Still, the games themselves should not be blamed. According to Dr. Scott, “the problem is not necessarily the game, and not necessarily the gamers, but is really what happens when games that are structured to be highly immersive and reinforcing, very much like gambling, meet people with certain vulnerabilities.” This also sounds like gambling, where destructive pairings are simply made by sheer chance.
Unfortunately, gaming and gambling share another difficulty. Kevin Gomes, a UWindsor doctoral candidate in psychology, explains the double-edged sword of these addictions.
“It is actually quite challenging to kick an addiction where the object of your addiction lies on the Internet, since using the Internet, which is so necessary in our current societal state, becomes a trigger for your addiction,” explained Gomes.
But can gaming distinguish itself from gambling in its production of positive side-effects?
Mark Griffiths, professor of Gambling Studies at Nottingham Trent University, believes that gaming can have a positive effect on peoples’ lives.
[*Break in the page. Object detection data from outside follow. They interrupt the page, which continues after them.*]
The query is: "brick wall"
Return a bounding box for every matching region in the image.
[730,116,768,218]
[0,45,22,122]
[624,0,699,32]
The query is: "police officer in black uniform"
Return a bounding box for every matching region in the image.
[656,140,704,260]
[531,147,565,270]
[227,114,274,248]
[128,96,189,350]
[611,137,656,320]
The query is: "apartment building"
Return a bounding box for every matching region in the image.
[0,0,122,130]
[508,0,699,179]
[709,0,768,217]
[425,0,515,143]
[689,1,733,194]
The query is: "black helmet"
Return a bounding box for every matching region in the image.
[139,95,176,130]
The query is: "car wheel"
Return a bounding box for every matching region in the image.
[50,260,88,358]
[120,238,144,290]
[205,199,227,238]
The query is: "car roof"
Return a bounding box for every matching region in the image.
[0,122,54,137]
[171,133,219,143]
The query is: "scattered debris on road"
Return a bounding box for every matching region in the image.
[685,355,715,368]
In his 2005 study, The Therapeutic Value of Videogames, he has found that games can make people feel psychologically better, raise self-esteem, release stress, and allow for important personal exploration. Other studies have shown gaming to help develop problem-solving and strategic thinking skills. Videogames are even being used to help desensitize returning combat veterans with post-traumatic stress disorder.
From benefits to detriments, gaming’s wide range of extremes reminds one of the old adage, “too much of anything is not a good thing.” The outcome, it seems, depends on how each gamer chooses to play his or her games. But where should we draw the line? What is acceptable and unacceptable? The rapid evolution of technology will only make this answer more elusive.
That so many gamers are retreating further and further into a virtual world is perhaps indicative of a wider sociological problem. Obviously, by continually increasing the amount of time they spend online, they are exhibiting a fundamental unhappiness with the real world, their real lives.
“To ask whether teenagers are getting ‘addicted’ to online games is a way of not asking why our schools are failing to engage our children. To ask why some people get ‘addicted’ to their fantasy personas is a way of not asking how we expect people to derive life satisfaction from working at Wal-Mart,” writes Nick Yee, a research scientist at the Palo Alto Research Center specializing in immersive online games.
“MMOs are seductive because they empower some people in ways that the real world does not,” explains Yee. “The people who we let fall through the holes of our social fabric are caught by an alternate reality where they feel a sense of satisfaction and purpose.”
Maybe the compulsive gaming debate is only a cue for us to start changing perspectives, to prepare ourselves for the re-definition of “real life.” For better or worse, scientific advancements will eventually bring about the obsolescence of our physical bodies. In what realm will we live, then? And will it still not be a legitimate form of existence? Maybe these gamers are just beating us to the punch.